SELF JOIN a query to obtain the number of reactivated users - sql

Assume you have the table given below containing information on Facebook user logins. Write a query to obtain the number of reactivated users (which are dormant users who did not log in the previous month, who then logged in during the current month). Output the current month and number of reactivated users.

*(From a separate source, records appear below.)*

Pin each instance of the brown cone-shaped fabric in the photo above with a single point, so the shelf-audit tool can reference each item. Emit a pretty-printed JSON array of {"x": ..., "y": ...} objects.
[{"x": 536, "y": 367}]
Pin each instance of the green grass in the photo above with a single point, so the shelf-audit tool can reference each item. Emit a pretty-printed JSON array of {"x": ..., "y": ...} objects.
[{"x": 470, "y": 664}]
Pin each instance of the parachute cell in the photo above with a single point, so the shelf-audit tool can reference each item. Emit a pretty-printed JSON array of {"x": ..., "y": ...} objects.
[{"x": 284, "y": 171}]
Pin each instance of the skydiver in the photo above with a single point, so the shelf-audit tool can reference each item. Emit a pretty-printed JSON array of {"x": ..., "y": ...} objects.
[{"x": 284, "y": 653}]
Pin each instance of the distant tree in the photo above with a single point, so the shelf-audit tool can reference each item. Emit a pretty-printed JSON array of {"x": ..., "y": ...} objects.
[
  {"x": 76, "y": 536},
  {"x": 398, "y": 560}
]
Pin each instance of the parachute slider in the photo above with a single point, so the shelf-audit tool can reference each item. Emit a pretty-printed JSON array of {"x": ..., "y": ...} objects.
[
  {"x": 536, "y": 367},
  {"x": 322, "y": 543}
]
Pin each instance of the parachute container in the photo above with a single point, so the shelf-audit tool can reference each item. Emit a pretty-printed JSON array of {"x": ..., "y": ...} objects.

I have tried this question by first making an inner join combining a user's previous month to current month with this code.
WITH CTE as
(SELECT user_id,
EXTRACT(month from login_date) as current_month,
EXTRACT(month from login_date)-1 as prev_month
FROM user_logins)
SELECT a.user_id as user_id, a.current_month, a.prev_month,
b.user_id as prev_month_user
FROM CTE a LEFT JOIN CTE b
ON a.prev_month = b.current_month
My idea is to use a case statement
CASE WHEN a.user_id IN
(SELECT b.user_id
WHERE b.current_month = a.prev_month)
THEN 0 ELSE 1 END
BUT that is giving me wrong output for user_id 245 in current_month 4.
https://drive.google.com/file/d/1dOQQxaJWv7j7o7M1Q98nlj77KCzIHxKl/view?usp=sharing
How to fix this?

This gets you the first day of the current month:
select date_trunc('month', current_date)
You can add or subtract an interval of one month to get the previous or next month's starting date.
The complete query:
select *
from users
where user_id in
(
select user_id
from user_logins
where login_date >= date_trunc('month', current_date)
and login_date < date_trunc('month', current_date) + interval '1 month'
)
and user_id not in
(
select user_id
from user_logins
where login_date >= date_trunc('month', current_date) - interval '1 month'
and login_date < date_trunc('month', current_date)
)
Well, admittedly
and login_date < date_trunc('month', current_date) + interval '1 month'
is probably unnecessary here, because the table won't contain future logins :-) So, keep it or remove it, as you like.
If you want a self join, you should get distinct user/month pairs first. Then, as you want to get user/month pairs for which not exists a user/month-1 pair (and for which NOT EXISTS would be appropriate) your join must be an anti join. This means you outer join the user/month-1 pair and only keep the outer joined rows, i.e. the non-matches.
WITH cte AS
(
SELECT DISTINCT user_id, DATE_TRUNC('month', login_date) AS month
FROM user_logins
)
SELECT mon.month, mon.user_id
FROM cte mon
LEFT JOIN cte prev ON prev.user_id = mon.user_id
AND prev.month = mon.month - INTERVAL '1 month'
WHERE prev.month IS NULL -- anti join
ORDER BY mon.month, mon.user_id;
I don't find anti joins very readable and would use NOT EXISTS instead. But that's a matter of personal preference, I guess. The query gives you all users who logged in a month, but not the previous month. You can of course limit this to the cutrent month. Or you can aggregate per month and count. Or remove the WHERE clause and count repeating users vs. new ones (COUNT(*) = all that month, COUNT(prev.month) = all repeating users, COUNT(*) - COUNT(prev.month) = all new users).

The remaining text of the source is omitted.